McLennan County commissioners are considering using jail inmates for some of the cleaning duties in county buildings as a cost-saving measure.

Staff photo— Rod Aydelotte, file

McLennan County commissioners continued to discuss this week the dilemma of when and how county buildings should be cleaned, and who should clean them.

The court first introduced the possibility of switching cleaning companies at the end of August as a cost-saving measure for the county, also discussing the possibility of using inmates for some of the work.

In early October, the court decided that Bison Environment would clean the restrooms in the courthouse, Records Building and courthouse annex for about $39,000 annually, according to court documents.
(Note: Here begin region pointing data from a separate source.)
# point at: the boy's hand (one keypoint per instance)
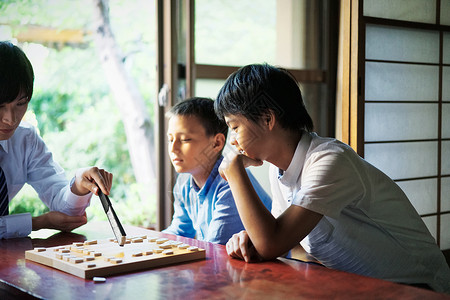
(236, 160)
(58, 220)
(90, 179)
(240, 246)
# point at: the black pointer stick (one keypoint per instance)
(117, 228)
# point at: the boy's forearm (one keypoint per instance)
(258, 221)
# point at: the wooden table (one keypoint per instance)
(216, 277)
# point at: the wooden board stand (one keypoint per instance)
(106, 257)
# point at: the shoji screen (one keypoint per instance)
(406, 101)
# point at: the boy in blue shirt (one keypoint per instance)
(204, 207)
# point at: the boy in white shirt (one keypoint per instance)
(346, 213)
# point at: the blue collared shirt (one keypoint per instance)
(209, 213)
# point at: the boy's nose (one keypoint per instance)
(7, 116)
(233, 140)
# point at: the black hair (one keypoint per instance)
(203, 109)
(255, 90)
(16, 73)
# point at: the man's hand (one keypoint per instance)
(90, 179)
(240, 246)
(58, 220)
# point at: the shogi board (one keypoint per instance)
(106, 257)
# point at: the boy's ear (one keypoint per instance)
(219, 141)
(269, 119)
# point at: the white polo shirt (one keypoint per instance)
(369, 226)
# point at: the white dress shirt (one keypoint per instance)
(25, 159)
(369, 226)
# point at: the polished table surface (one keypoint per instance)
(216, 277)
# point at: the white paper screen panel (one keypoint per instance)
(401, 82)
(400, 121)
(446, 84)
(445, 12)
(446, 48)
(446, 120)
(445, 161)
(445, 194)
(401, 44)
(404, 160)
(423, 11)
(445, 233)
(422, 194)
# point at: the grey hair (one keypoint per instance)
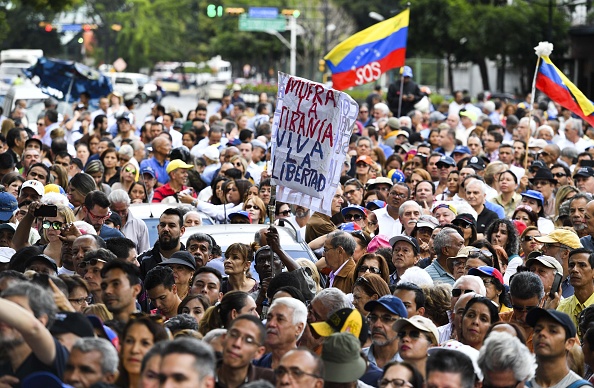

Inmate crews will be responsible for the public areas.

Bison Environment will replace Jason Janitorial, which had the contract for the previous five years.

But the issue has yet to be resolved as the court evaluates how to include the six remaining county buildings left to be cleaned.

Those buildings hold the smaller offices that house justice of the peace and constables in precincts 7 and 8, adult probation, information technologies and the Bill Logue Juvenile Justice Center.

The Texas AgriLife Extension Service’s staff volunteered to clean its own building and a jail inmate crew will clean the Shep Mullins Visitation Center, extending the crew’s current responsibility out of lawn maintenance. Maintenance Director Sam Sykora and Purchasing Director Ken Bass said their employees would take care of cleaning the purchasing and maintenance offices.

Bass plans to present vendor quotes for the remaining buildings Tuesday.

County Judge Scott Felton said the difficulty in hiring someone to clean the remaining offices revolves around the county’s requirement for any contract vendors to have insurance, the premiums of which often are included in the cost of the contract.

The smaller offices don’t have the budget to cover the cost of both the cleaning and insurance, Felton said.

The IT department has about $2,800 to spend on janitorial services for fiscal year 2014 and the entire amount the justice of the peace offices 7 and 8 have for all their office maintenance is about $3,700.

Commissioner Kelly Snell said he hoped the smaller offices’ staffs also would have volunteered to clean their work spaces, and they still could be forced to if the incoming bids aren’t low enough.

But Snell said the juvenile and adult probation buildings still will need to have professional janitors because of their high volume of traffic.

Felton said he expects a decision to be made in the next few weeks.